Il nuovo governo italiano potrebbe faticare a trovare un equilibrio tra la protezione dell’economia e il risanamento dei conti pubblici.
Il nuovo governo potrebbe risultare tra i peggiori e forse più brevi della seconda repubblica. La difficoltà maggiore sarà sostenere l’economia valutata in recessione con una debole reputazione sul piano internazionale.
I fattori di rischio sul futuro dei conti pubblici hanno diverse forme, a rendere chiaro il quadro le analisi di DBRS Mornigstar; c’è in primo luogo il rischio recessivo che si caratterizzerà proprio a partire dal 2023. Le previsioni delle principali istituzioni sono state riviste al ribasso, ciò influirà negativamente sul margine di manovra che il nuovo esecutivo avrà per attuare riforme e programma elettorale.
Altro fattore di rischio correlato sono i più alti costi di finanziamento del debito pubblico, in un contesto di rialzi dei tassi di interesse e di spread tra BTP e Bund. Questo sarà accresciuto o meno a seconda della solidità della maggioranza e dell’estensione delle misure per contrastare i rincari energetici. In un documento del think tank Centre for European Reform, Luigi Scazzieri spiega che un governo Meloni per l’Europa significherebbe un po’ di turbolenza tra Roma e Bruxelles, in particolare sui temi di immigrazione e politica economica.
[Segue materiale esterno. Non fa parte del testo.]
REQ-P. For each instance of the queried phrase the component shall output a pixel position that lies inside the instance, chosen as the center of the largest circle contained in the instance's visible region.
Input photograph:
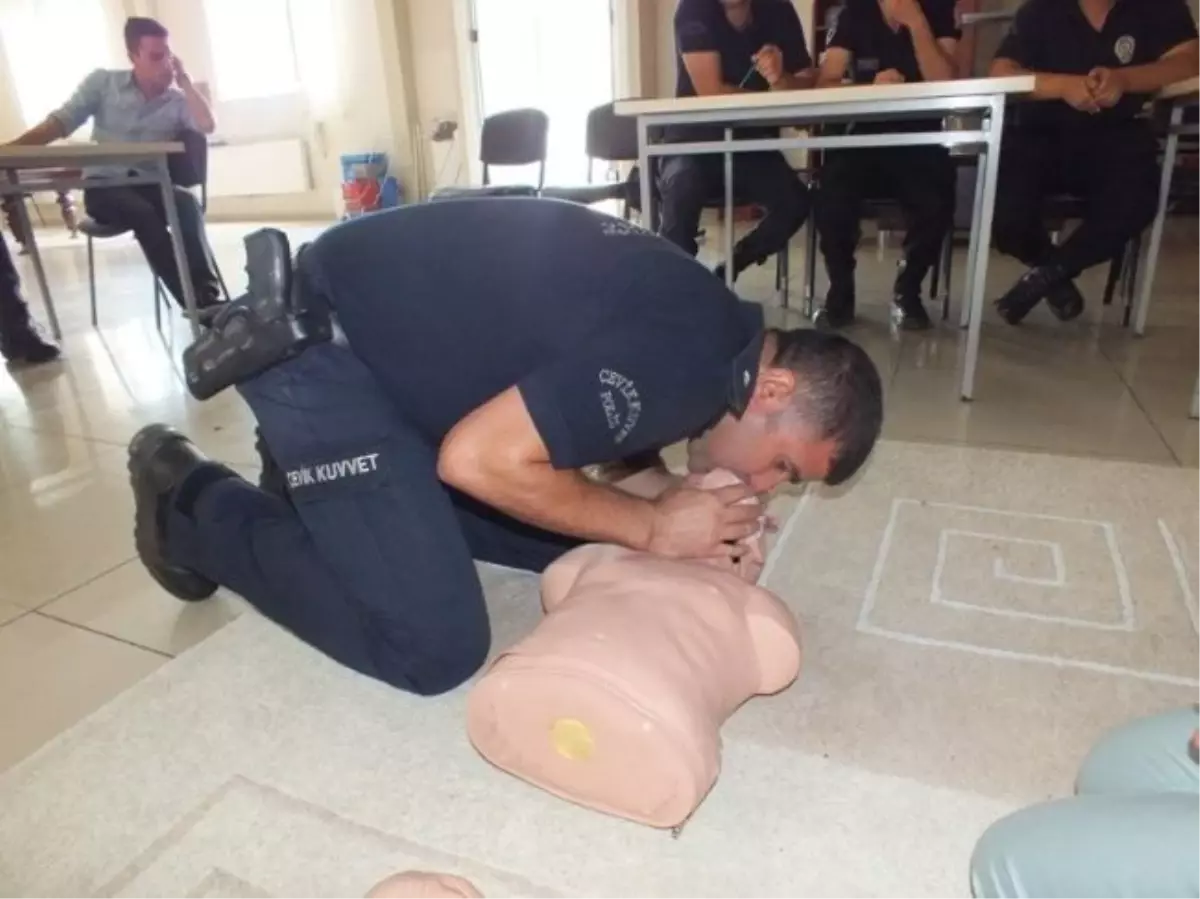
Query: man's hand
(1108, 87)
(177, 66)
(906, 13)
(1077, 93)
(705, 523)
(769, 63)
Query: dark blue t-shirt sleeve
(695, 28)
(628, 390)
(942, 21)
(844, 33)
(1023, 42)
(791, 40)
(1174, 25)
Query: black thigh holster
(276, 321)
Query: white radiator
(262, 168)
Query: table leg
(973, 249)
(810, 265)
(983, 244)
(1156, 235)
(35, 256)
(729, 210)
(177, 241)
(643, 161)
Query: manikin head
(815, 415)
(145, 41)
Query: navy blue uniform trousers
(369, 557)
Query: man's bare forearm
(46, 131)
(198, 107)
(934, 64)
(1047, 85)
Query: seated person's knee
(682, 181)
(187, 204)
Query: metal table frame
(30, 168)
(985, 97)
(1188, 95)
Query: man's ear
(774, 390)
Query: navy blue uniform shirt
(1055, 36)
(618, 341)
(701, 27)
(862, 30)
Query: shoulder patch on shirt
(1125, 48)
(621, 402)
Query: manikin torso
(617, 699)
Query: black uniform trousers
(1111, 167)
(139, 209)
(366, 556)
(689, 184)
(919, 178)
(15, 322)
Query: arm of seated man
(935, 40)
(696, 39)
(786, 64)
(1176, 65)
(70, 117)
(1024, 51)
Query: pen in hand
(749, 75)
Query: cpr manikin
(617, 699)
(423, 885)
Per l’Ue problemi maggiori riguardano i piani di spesa di cui la coalizione di destra ha bisogno e che rischiano di mettere in secondo piano gli obbiettivi decisi nel Pnrr. Il rischio ulteriore è quello di un cambio sullo stato di diritto; Italia, Polonia e Ungheria potrebbero trovarsi sulla stessa linea rispetto la riforma dei trattati per contrastare ogni altro tentativo di diluire la sovranità nazionale.
Tutte le promesse elettorali sono difficili da mantenere nel 2023; riforme fiscali, pensionistiche, sussidi, rischiano di rivelarsi troppo onerose innescando un ulteriore eccesso di indebitamento che metterebbe al centro della speculazione il debito italiano.
Tra le proposte più rischiose: riduzione del cuneo fiscale, abbassamento dell’età pensionabile o aumento delle pensioni, bonus per chi compie 18 anni, azzeramento dei contributi sociali per i nuovi assunti sotto i 35 anni, ecc. Il nuovo governo dovrà fare i conti con una realtà molto più difficile di quella degli ultimi sei mesi in cui sarà necessario fronteggiare altre priorità che rendono improbabile mantenere gli impegni economici e fiscali a beneficio degli italiani.
Per avere un termine di paragone, basta solamente osservare come sia indispensabile ora l’intervento del Governo su benzina e contratti energetici; impedendo che la crisi energetica che affligge l’Eurozona si sconti immediatamente sull’economia italiana.
La scorsa settimana la presidente della BCE Christine Lagarde ha fatto un discorso pubblico senza compromessi, sottolineato che la stabilità dei prezzi è prioritaria rispetto alla crescita. Mentre il capo economista, Philip Lane, ha spiegato che la Bce potrebbe alzare nuovamente i tassi fino all’anno prossimo. Mentre l’euro sprofonda sotto la parità con il dollaro ai minimi dal 2002, la BCE deve fare di tutto per non indebolirlo ulteriormente. Mesi di tempo sono andati perduti nella lotta all’inflazione e necessariamente dovranno essere recuperati.
In questo contesto Domenica l’Ue scoprirà quale sarà il destino del nuovo governo; si preannuncia la vittoria di Giorgia Meloni, con una coalizione di maggioranza formata oltre che da Fratelli d’Italia, da Lega e Forza Italia. Anche con la destra al governo prossimo parlamento italiano sarà meno anti europeista di quello emerso dal voto del 2018. La situazione internazionale e la pandemia prima ha messo in risalto l’importanza di una coesione tra gli Stati dell’Europa.
I rapporti di un governo Meloni con l’Ue non saranno semplici considerando la prospettiva di avere a Roma due partiti nazionalisti. Nonostante le rassicurazioni rimangono molti dubbi sulle reali intenzioni della leader di FdI. Per anni quando non governava il suo profilo elettorale è stato tutto incentrato sulla denuncia dell’euro, del Mes o dell’imposizione del diritto comunitario su quello nazionale.